The following contribution was prepared at the request of the Committee on Nutrition as a step towards filling a long-felt need, namely, statement of the essential principles governing scientific appraisal of nutritional substances through clinical trials with humans. It is necessary to ascertain the validity of methods which may be employed for this purpose before attempting to devise practicable plans for clinical testing of products. Only on this basis can the results of clinical trials be properly evaluated. Pediatricians and manufacturers of nutritional products have both been handicapped in selection of truly beneficial products because of lack of suitable criteria for judging the effect of substances on nutrition in the period of rapid growth and development in infancy and childhood.

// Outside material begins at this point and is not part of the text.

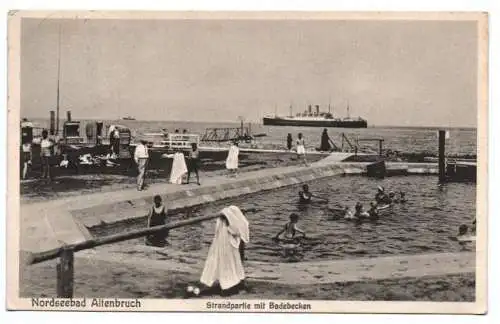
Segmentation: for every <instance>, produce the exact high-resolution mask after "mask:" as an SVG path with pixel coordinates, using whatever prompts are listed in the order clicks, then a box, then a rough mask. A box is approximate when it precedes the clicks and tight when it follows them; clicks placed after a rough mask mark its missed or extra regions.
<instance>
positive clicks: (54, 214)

The critique which follows is not to be construed as a recommendation that any one of the methods mentioned is a superior approach in the conduct of clinical trials of substances, nor does it constitute a simple plan for specific clinical trials. Instead, it is emphasized that "uncritical use" of any technique is valueless. If one of these methods is to be employed (especially indirect measurements, such as short-term balance studies), to secure information on the effects of a substance on growth and nutrition, the considerations outlined must be respected.
Definition of ideal or optimal nutrition is not attempted in this communication. That would present even greater difficulties of an almost philosophic nature. The methods discussed are concerned with comparison of the state of nutrition achieved in test- and control-groups by substances under appraisal, through the use of various available indices.